We will explore stack, heap, ownership, and borrowing—concepts central to Rust’s memory management—in detail in later chapters. For now, understand that primitive types like those discussed here are usually stack-allocated when used as local variables.

5.4.5 A Note on Sub-Range Types

Coming from languages like Ada, Pascal, or Nim, you might be familiar with defining integer types restricted to a specific sub-range, such as type Month = 1..12;. Rust does not have direct, built-in syntax for creating such custom integer types where the range constraint is automatically enforced by the type system on all assignments and operations. This generally aligns with Rust’s philosophy of providing powerful, composable building blocks (like structs and enums) rather than adding numerous specialized types to the language core.

When you need to ensure a number consistently stays within a specific range in Rust, idiomatic approaches include:

The Newtype Pattern: This involves defining a simple struct that wraps a primitive integer (e.g., struct Month(u8);). You then implement associated functions (like Month::new(value: u8)) that perform validation upon creation, typically returning an Option<Month> or Result<Month, Error>. This ensures that if you have a value of type Month, its internal value is guaranteed to be within the valid range (e.g., 1-12). We will explore this useful pattern in more detail in the chapter on structs.
Enums: For small, fixed sets of discrete values (like days of the week or specific error codes), defining an enum is often the clearest and safest approach, providing strong compile-time guarantees.
Runtime Assertions: In internal functions or performance-sensitive code where the overhead of the Newtype pattern isn’t desired, you might use a standard integer type and add checks using assert! or debug_assert! to validate the range at critical points.

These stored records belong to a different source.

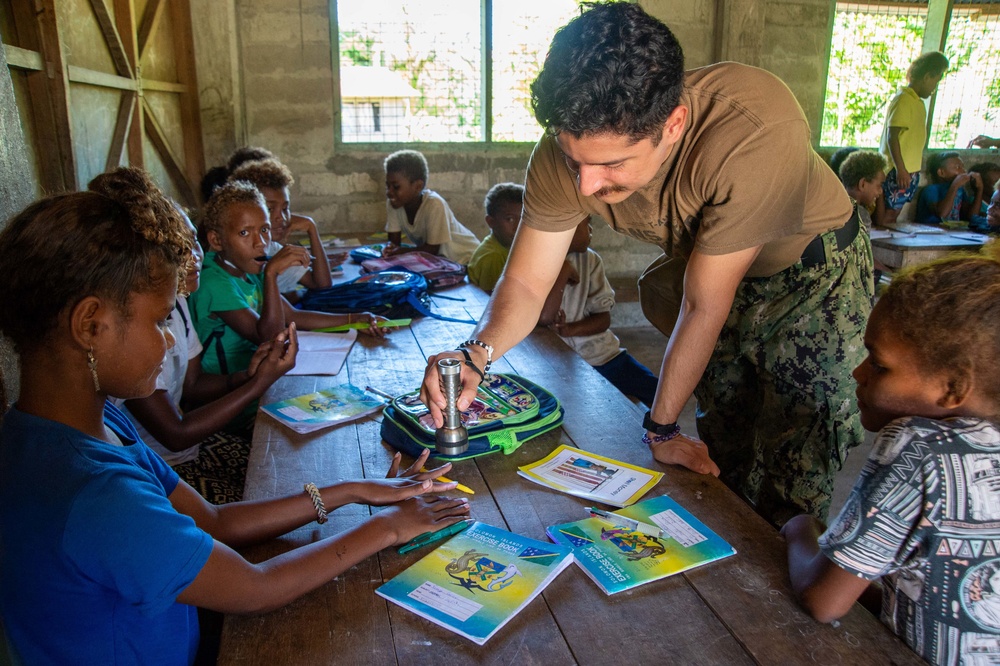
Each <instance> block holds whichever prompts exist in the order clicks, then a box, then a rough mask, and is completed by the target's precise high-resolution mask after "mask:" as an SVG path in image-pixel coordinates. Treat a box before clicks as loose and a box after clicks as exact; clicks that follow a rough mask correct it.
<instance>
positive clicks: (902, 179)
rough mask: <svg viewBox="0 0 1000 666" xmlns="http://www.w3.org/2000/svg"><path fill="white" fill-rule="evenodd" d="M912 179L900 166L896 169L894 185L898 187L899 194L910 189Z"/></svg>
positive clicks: (908, 174)
mask: <svg viewBox="0 0 1000 666" xmlns="http://www.w3.org/2000/svg"><path fill="white" fill-rule="evenodd" d="M912 179H913V177H912V176H911V175H910V172H909V171H907V170H906V169H904V168H903V167H900V166H897V167H896V184H897V185H899V191H900V192H903V191H905V190H906V189H907V188H909V187H910V181H911V180H912Z"/></svg>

Interestingly, while Rust lacks general integer sub-range types, the language and standard library do heavily utilize the concept of value restriction – particularly non-nullness or non-zero-ness – to enhance safety and enable crucial optimizations:

References & Box: Rust’s references (&T, &mut T) and the smart pointer Box<T> are guaranteed by the type system (in safe code) to never be null.
NonNull and NonZero: The standard library provides explicit types like std::ptr::NonNull<T> (for raw pointers) and the std::num::NonZero{Integer} family (e.g., NonZeroU8, NonZeroIsize, stable since Rust 1.79). These types encapsulate a value that is guaranteed not to be zero (or null). This guarantee allows for significant memory layout optimizations; for example, Option<NonZeroU8> takes up only 1 byte of memory, the same as u8, because the “None” variant can safely reuse the zero representation.

So, while you won’t find a direct equivalent to type Day = 1..31;, Rust provides patterns to achieve similar guarantees and leverages specific range restrictions (like non-zero) where they offer substantial benefits.